Mullosharaf K. Arabov, Svetlana S. Khaybullina

cs.CL

TLDR

This paper compares LoRA and QLoRA for adapting LLMs to Bashkir, finding QLoRA on 7B models offers a strong quality-cost trade-off.

Key contributions

  • Compared LoRA and QLoRA for adapting LLMs to Bashkir, a low-resource agglutinative language.
  • QLoRA on 7B models achieved perplexity comparable to full fine-tuning with 40x fewer trainable parameters.
  • Found that QLoRA-tuned models produced more coherent, monolingual Bashkir than the lowest perplexity model.

Why it matters

This research provides crucial insights into adapting LLMs for low-resource languages like Bashkir. It demonstrates that QLoRA offers an excellent balance of quality and computational efficiency. Furthermore, it highlights that perplexity alone isn't sufficient for evaluating model coherence.

Original Abstract

This paper presents a comparative study of parameter-efficient fine-tuning (PEFT) methods, including LoRA and QLoRA, applied to the task of adapting large language models to the Bashkir language, a low-resource agglutinative language of the Turkic family.
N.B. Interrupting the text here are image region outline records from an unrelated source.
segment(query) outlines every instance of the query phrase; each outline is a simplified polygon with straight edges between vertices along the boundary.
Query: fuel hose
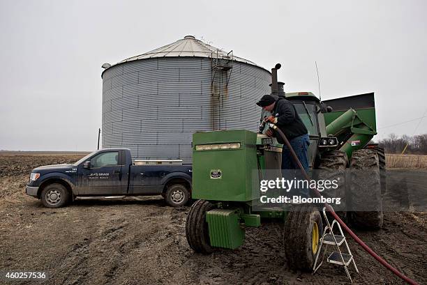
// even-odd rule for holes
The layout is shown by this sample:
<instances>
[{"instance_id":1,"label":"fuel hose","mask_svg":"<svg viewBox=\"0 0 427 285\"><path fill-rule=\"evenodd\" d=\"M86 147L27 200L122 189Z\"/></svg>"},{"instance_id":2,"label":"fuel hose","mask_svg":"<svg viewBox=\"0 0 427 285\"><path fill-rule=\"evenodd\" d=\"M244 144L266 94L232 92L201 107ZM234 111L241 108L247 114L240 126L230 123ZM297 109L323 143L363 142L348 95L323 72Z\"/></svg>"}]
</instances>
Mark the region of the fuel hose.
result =
<instances>
[{"instance_id":1,"label":"fuel hose","mask_svg":"<svg viewBox=\"0 0 427 285\"><path fill-rule=\"evenodd\" d=\"M307 180L309 181L310 180L310 177L306 172L304 168L301 164L301 162L298 159L298 157L297 156L295 151L294 151L294 149L292 148L292 146L290 145L289 141L287 140L287 138L286 137L283 132L282 132L280 129L279 129L276 125L273 123L269 123L269 125L270 126L270 128L273 128L280 135L280 137L283 139L283 141L285 141L285 144L286 145L286 146L287 146L287 148L290 151L290 153L294 162L297 163L298 167L301 169L301 171L302 171L304 178L306 178ZM315 193L316 194L316 195L317 195L318 197L321 196L320 193L319 192L319 190L317 190L317 189L314 189L314 190L315 190ZM353 231L345 224L345 223L344 223L344 222L343 222L343 220L340 219L340 217L338 216L338 215L336 215L336 213L335 213L332 207L331 207L331 206L329 206L329 204L326 203L324 205L326 209L331 213L331 215L332 215L334 218L336 219L336 221L341 225L341 226L343 226L343 228L344 228L345 231L347 231L351 236L351 237L353 238L353 239L356 241L356 242L359 243L359 245L361 247L362 247L362 248L365 249L366 252L368 252L370 256L372 256L374 259L375 259L380 263L381 263L386 268L391 271L396 275L399 277L400 279L404 280L405 282L410 284L418 285L418 283L417 283L415 281L412 280L412 279L409 278L408 277L405 276L402 272L398 271L397 269L391 266L389 263L387 263L381 256L380 256L373 250L372 250L368 245L366 245L366 244L364 242L357 236L356 236L356 234L353 233Z\"/></svg>"}]
</instances>

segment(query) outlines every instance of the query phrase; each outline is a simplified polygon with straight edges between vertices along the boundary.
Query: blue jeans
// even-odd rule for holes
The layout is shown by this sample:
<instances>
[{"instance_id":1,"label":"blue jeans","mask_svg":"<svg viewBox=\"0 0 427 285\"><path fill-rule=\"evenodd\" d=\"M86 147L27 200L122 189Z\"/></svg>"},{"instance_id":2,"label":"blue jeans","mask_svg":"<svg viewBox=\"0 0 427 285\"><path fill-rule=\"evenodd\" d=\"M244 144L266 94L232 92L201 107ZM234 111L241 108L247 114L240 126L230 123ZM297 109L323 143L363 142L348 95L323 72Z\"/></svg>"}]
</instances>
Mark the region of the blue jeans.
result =
<instances>
[{"instance_id":1,"label":"blue jeans","mask_svg":"<svg viewBox=\"0 0 427 285\"><path fill-rule=\"evenodd\" d=\"M308 156L307 151L310 145L310 137L308 134L297 137L289 141L298 159L301 162L306 172L308 173ZM294 161L290 151L283 145L282 151L282 169L299 169L298 164Z\"/></svg>"},{"instance_id":2,"label":"blue jeans","mask_svg":"<svg viewBox=\"0 0 427 285\"><path fill-rule=\"evenodd\" d=\"M308 167L308 146L310 145L310 137L308 134L297 137L289 141L291 146L292 147L295 154L298 157L298 159L301 162L303 167L306 172L308 174L310 169ZM287 169L296 169L294 174L291 174L291 171L286 171ZM299 180L305 180L305 178L302 175L298 164L294 161L294 158L291 155L290 151L286 145L283 145L282 150L282 172L283 176L287 179L292 179L294 176ZM302 196L308 197L308 189L299 189L299 194Z\"/></svg>"}]
</instances>

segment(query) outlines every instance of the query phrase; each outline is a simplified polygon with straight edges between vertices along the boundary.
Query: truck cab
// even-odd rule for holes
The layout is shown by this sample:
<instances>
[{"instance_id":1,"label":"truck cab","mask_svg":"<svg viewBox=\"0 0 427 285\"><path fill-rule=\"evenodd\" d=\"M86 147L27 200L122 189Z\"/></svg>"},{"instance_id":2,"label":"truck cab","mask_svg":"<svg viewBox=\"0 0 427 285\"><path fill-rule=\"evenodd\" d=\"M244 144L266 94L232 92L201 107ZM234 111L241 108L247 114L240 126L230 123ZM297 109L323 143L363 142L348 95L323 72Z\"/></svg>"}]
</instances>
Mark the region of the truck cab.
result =
<instances>
[{"instance_id":1,"label":"truck cab","mask_svg":"<svg viewBox=\"0 0 427 285\"><path fill-rule=\"evenodd\" d=\"M26 193L48 208L84 197L162 195L172 206L188 201L190 164L177 163L179 160L135 162L129 149L107 148L73 164L37 167L31 171Z\"/></svg>"}]
</instances>

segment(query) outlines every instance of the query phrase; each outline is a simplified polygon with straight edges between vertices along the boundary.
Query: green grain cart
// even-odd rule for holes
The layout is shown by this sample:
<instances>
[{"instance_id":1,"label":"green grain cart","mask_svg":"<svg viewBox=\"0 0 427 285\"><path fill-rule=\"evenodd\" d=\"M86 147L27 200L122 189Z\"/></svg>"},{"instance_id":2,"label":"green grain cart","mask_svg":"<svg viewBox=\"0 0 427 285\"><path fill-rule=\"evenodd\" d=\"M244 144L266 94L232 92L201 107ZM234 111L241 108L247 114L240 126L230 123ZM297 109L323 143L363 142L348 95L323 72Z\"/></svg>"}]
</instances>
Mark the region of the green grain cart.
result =
<instances>
[{"instance_id":1,"label":"green grain cart","mask_svg":"<svg viewBox=\"0 0 427 285\"><path fill-rule=\"evenodd\" d=\"M277 69L278 66L272 69L271 84L276 95ZM384 167L384 151L368 146L376 134L373 93L321 102L311 93L300 92L287 93L286 99L294 105L309 131L310 169L372 171L368 184L380 183L377 170ZM288 212L254 210L260 197L253 191L253 182L264 178L263 170L280 169L280 146L276 139L244 130L193 134L192 196L198 201L188 213L186 233L195 252L236 249L244 242L245 227L260 226L264 218L276 219L285 223L289 264L299 270L313 268L323 230L319 209L302 204ZM366 180L351 183L352 192L360 199L367 197ZM375 203L377 210L346 213L345 217L359 226L380 228L381 201Z\"/></svg>"}]
</instances>

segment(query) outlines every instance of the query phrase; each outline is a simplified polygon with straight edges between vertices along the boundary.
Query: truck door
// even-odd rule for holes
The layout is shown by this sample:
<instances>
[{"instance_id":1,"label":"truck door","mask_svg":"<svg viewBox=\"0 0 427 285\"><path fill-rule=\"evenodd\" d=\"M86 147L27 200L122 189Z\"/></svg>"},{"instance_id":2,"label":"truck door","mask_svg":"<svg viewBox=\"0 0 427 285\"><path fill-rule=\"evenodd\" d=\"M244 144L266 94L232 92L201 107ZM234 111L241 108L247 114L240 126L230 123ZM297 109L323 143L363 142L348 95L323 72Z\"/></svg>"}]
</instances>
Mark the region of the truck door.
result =
<instances>
[{"instance_id":1,"label":"truck door","mask_svg":"<svg viewBox=\"0 0 427 285\"><path fill-rule=\"evenodd\" d=\"M126 193L122 183L125 165L122 152L105 151L90 159L90 169L79 167L81 182L80 195L119 195ZM126 178L125 176L124 178Z\"/></svg>"},{"instance_id":2,"label":"truck door","mask_svg":"<svg viewBox=\"0 0 427 285\"><path fill-rule=\"evenodd\" d=\"M165 176L164 165L144 165L132 167L133 179L132 194L158 195L162 193L161 179Z\"/></svg>"}]
</instances>

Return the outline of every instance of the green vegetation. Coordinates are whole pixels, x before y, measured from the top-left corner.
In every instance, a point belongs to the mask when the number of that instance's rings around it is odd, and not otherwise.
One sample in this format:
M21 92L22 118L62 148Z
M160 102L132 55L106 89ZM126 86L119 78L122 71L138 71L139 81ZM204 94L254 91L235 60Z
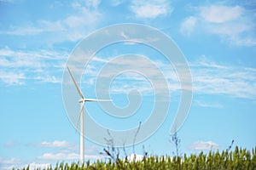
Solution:
M256 170L256 147L252 150L241 149L237 146L234 151L210 151L208 154L203 152L199 155L190 155L189 156L183 155L183 158L179 156L170 157L166 156L148 156L144 157L140 162L129 162L126 160L117 159L113 162L100 162L90 163L90 162L80 163L57 164L55 167L49 167L47 170L84 170L84 169L248 169ZM29 170L24 167L22 170Z

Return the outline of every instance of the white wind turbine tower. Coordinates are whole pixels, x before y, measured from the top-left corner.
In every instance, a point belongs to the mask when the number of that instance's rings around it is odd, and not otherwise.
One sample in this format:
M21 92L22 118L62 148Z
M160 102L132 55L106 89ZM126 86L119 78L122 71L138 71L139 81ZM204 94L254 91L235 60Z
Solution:
M81 160L81 162L84 162L84 103L85 102L98 102L98 101L112 101L112 100L111 99L96 99L84 98L80 88L79 88L77 82L75 82L75 79L74 79L73 74L71 73L69 68L68 67L67 67L67 68L69 75L76 87L76 89L81 97L81 99L79 100L79 102L80 103L80 105L81 105L79 121L80 119L80 160ZM78 123L77 123L77 125L78 125Z

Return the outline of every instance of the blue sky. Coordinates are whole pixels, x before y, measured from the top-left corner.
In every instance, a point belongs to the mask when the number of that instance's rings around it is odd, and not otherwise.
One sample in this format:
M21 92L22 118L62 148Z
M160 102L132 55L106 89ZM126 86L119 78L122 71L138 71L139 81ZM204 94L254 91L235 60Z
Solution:
M183 153L225 150L232 139L235 145L254 147L255 8L252 1L0 0L1 169L79 160L79 135L62 102L65 65L84 37L122 23L159 29L172 38L187 59L193 100L178 131ZM103 48L84 71L82 91L89 98L96 97L97 71L112 57L131 52L148 56L160 67L172 96L164 123L137 144L136 151L142 154L144 145L150 154L172 156L174 147L169 132L180 89L173 68L163 56L139 45ZM95 112L93 118L106 128L134 128L147 119L152 106L148 82L139 75L124 74L113 81L109 91L114 105L124 107L129 105L126 94L132 88L143 95L138 115L131 119L108 118L97 104L86 109ZM102 158L100 151L102 146L85 140L85 159ZM132 153L132 149L127 151Z

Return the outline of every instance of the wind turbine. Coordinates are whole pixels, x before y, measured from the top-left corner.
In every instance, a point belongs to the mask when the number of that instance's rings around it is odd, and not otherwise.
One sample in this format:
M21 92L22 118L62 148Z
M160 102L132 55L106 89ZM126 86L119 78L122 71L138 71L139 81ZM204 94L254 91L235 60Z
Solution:
M78 122L80 119L80 161L84 162L84 105L85 102L101 102L101 101L112 101L112 99L87 99L84 98L80 88L79 88L73 74L71 73L68 66L67 66L68 73L75 85L75 88L79 93L79 94L80 95L81 99L79 100L79 102L80 103L80 114L79 114L79 117L78 120ZM77 123L77 127L78 127L78 123Z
Experimental evaluation is conducted on a Bashkir text corpus of 71k documents (46.9M tokens) using models of various architectures: DistilGPT2, GPT-2 (base, medium), Phi-2, Qwen2.5-7B, DeepSeek-7B, and Mistral-7B. To improve the reliability of results, each configuration was trained with three different random seeds. The lowest perplexity on the test set was obtained for GPT-2 medium with full fine-tuning (3.34). Meanwhile, QLoRA applied to Mistral-7B (3.79) and Phi-2 (3.81) achieved comparable quality with over 40 times fewer trainable parameters. However, we also observed cases of significant quality degradation when using PEFT for certain architectures (e.g., DeepSeek-7B with rank 8, perplexity = 129.55), indicating that the outcome depends critically on the choice of the base model and its tokenizer. Additionally, a qualitative analysis of generated texts based on Bashkir prompts revealed that models with the best perplexity do not necessarily produce the most coherent outputs: QLoRA-tuned models generated monolingual Bashkir continuations, whereas the fully fine-tuned model with the lowest perplexity frequently switched to English. The results suggest that QLoRA on 7B-scale models offers an effective compromise between quality and computational cost for Bashkir. To ensure reproducibility, open data, code, and trained adapters will be released upon acceptance.